Robert C. Ford
University of Central Florida
"In 1970, as a fairly new member of the doctoral program at Arizona State University, I was advised to join the Academy of Management by my faculty. They convinced me that it was important to become an active participant in our profession in order to network with those who were doing what I was doing, to share ideas with the many different smart people that I would find in the membership, and to help sustain the profession that benefited us all
Sustaining the profession was important to me, as was the idea of having a personal social obligation to my profession and society at large. Moreover, AOM was the only national organization at that time that allowed me an opportunity to meet and share ideas with the people who were defining the field at its Annual Meeting. In that regard, the Annual Meeting was every bit as exciting then as it is today. While the one journal we then received (AMJ) was useful for idea sharing, it was the opportunity to meet people at the Annual Meetings that was the attraction for a doctoral student in the desert. By the time I neared the end of my doctoral work and needed a job, the annual meeting was also the place to find one.
After I took my first job at a smaller school, I discovered that Annual Meetings were where I could talk with others who were as excited about management as I was (and still am), find colleagues to share ideas with, and even find co-authors. I began a life long tradition of attending annual meetings and, in my career, I've missed only three. The best part for me is that every time I went I met new people and came home full of new and exciting ideas. These meeting are also where I developed friendships while working with colleagues on a variety of jobs for which I was always welcomed.
Over my career as a participant in divisional offices and committees, a presenter of papers, a discussant and session chair my annual pilgrimage to the Annual Meeting enabled me to build friendships and working relationships with hundreds of interesting people. Where else could I go and have a discussion with Lyman Porter, Rick Mowday, Ed Locke, Fred Luthans, or the many other scholars who were writing about the ideas that excited and intrigued me? Where else could I go and hear about the latest developments in topics that I was discussing in my classes? I met and become colleagues with some truly great people. I looked forward to seeing them annually and catching up on their careers, their families, their joys and their sorrows. It is hard to imagine how poor my life would have been without the richness of these people and the opportunities I had to share their ideas and their lives.

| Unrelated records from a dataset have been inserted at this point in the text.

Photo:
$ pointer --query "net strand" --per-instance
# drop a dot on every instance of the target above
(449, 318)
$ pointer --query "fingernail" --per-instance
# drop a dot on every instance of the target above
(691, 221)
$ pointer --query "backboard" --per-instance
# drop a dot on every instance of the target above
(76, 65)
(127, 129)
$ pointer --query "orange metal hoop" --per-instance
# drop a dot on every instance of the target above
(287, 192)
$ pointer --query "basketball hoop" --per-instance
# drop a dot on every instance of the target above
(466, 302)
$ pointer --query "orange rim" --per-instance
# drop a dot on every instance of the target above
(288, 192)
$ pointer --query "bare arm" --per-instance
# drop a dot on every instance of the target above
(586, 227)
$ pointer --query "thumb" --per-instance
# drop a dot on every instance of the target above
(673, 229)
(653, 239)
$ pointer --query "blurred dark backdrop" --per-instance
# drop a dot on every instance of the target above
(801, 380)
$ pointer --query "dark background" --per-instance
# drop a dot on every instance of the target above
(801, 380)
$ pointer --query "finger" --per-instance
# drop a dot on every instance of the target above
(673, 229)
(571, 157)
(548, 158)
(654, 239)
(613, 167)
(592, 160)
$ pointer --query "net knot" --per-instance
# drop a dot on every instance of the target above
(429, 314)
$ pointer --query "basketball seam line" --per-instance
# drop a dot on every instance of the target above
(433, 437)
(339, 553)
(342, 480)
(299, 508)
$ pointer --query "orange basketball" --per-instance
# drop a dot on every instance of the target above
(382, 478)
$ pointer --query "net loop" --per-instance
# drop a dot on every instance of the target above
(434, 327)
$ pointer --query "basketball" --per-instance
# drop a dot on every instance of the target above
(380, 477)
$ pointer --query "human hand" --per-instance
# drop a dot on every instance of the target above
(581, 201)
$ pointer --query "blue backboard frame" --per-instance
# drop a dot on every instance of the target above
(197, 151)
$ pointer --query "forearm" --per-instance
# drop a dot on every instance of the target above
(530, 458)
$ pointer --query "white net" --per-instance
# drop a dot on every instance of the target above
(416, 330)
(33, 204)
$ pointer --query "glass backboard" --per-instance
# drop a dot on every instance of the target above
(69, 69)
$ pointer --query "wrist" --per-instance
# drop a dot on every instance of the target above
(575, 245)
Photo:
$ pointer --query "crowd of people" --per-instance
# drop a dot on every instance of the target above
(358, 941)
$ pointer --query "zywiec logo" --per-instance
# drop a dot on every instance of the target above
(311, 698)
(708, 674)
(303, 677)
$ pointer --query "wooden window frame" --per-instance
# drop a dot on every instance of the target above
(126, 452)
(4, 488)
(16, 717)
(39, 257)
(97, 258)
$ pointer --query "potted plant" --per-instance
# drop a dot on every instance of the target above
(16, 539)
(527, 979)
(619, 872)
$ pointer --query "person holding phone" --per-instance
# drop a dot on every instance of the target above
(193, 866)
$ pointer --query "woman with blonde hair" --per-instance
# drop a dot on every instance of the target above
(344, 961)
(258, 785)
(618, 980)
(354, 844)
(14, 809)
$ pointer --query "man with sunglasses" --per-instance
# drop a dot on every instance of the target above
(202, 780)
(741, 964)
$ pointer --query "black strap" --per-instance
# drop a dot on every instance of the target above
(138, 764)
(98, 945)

My current focus is establishing a formal Community of Senior Scholars (CASS) group within AOM. I selfishly want to encourage these folks to keep returning to the Annual Meetings so I can renew these friendships, continue these stimulating conversations, and revisit the fun we had working together. I truly believe this will provide a mechanism for those of us who have felt truly blessed by the benefits of our careers to give back and pay some of our civic rent. Thus, I see AOM and its Annual Meeting as a home for not only the newly entering professionals who seek guidance and opportunity to grow, but also for those senior scholars who have benefited from the guidance and opportunities they had across their careers and are ready, willing and able to 'pay it forward'."
Robert C. Ford is professor emeritus of management at the University of Central Florida where his focus has been on managing service organizations. Besides his administrative responsibilities as department chair and associate dean for graduate studies, Bob has been an active contributor to the knowledge base of management. He has authored or coauthored many publications in both top research and practitioner journals and several books including The Fun Minute Manager, AchievingService Excellence: Strategies for Healthcare, Managing Quality Service in Hospitality, and HR at Your Service. He has served the Academy of Management as editor of The Academy of Management Executive, Chair of both the Management History and Management Education and Development Divisions, Chair of Placement, Chair of the Ethics Adjudication Committee, and co-founder of the Community of Academy Senior Scholars. He has also been active in the Southern Management Association (SMA) which he served as president. He was awarded SMA's Distinguished Service Award and voted as a SMA Fellow. He is a founding member and past Chair of the Accreditation Commission for Programs in Hospitality Administration, and was a member of the Destination Marketing Accreditation Commission.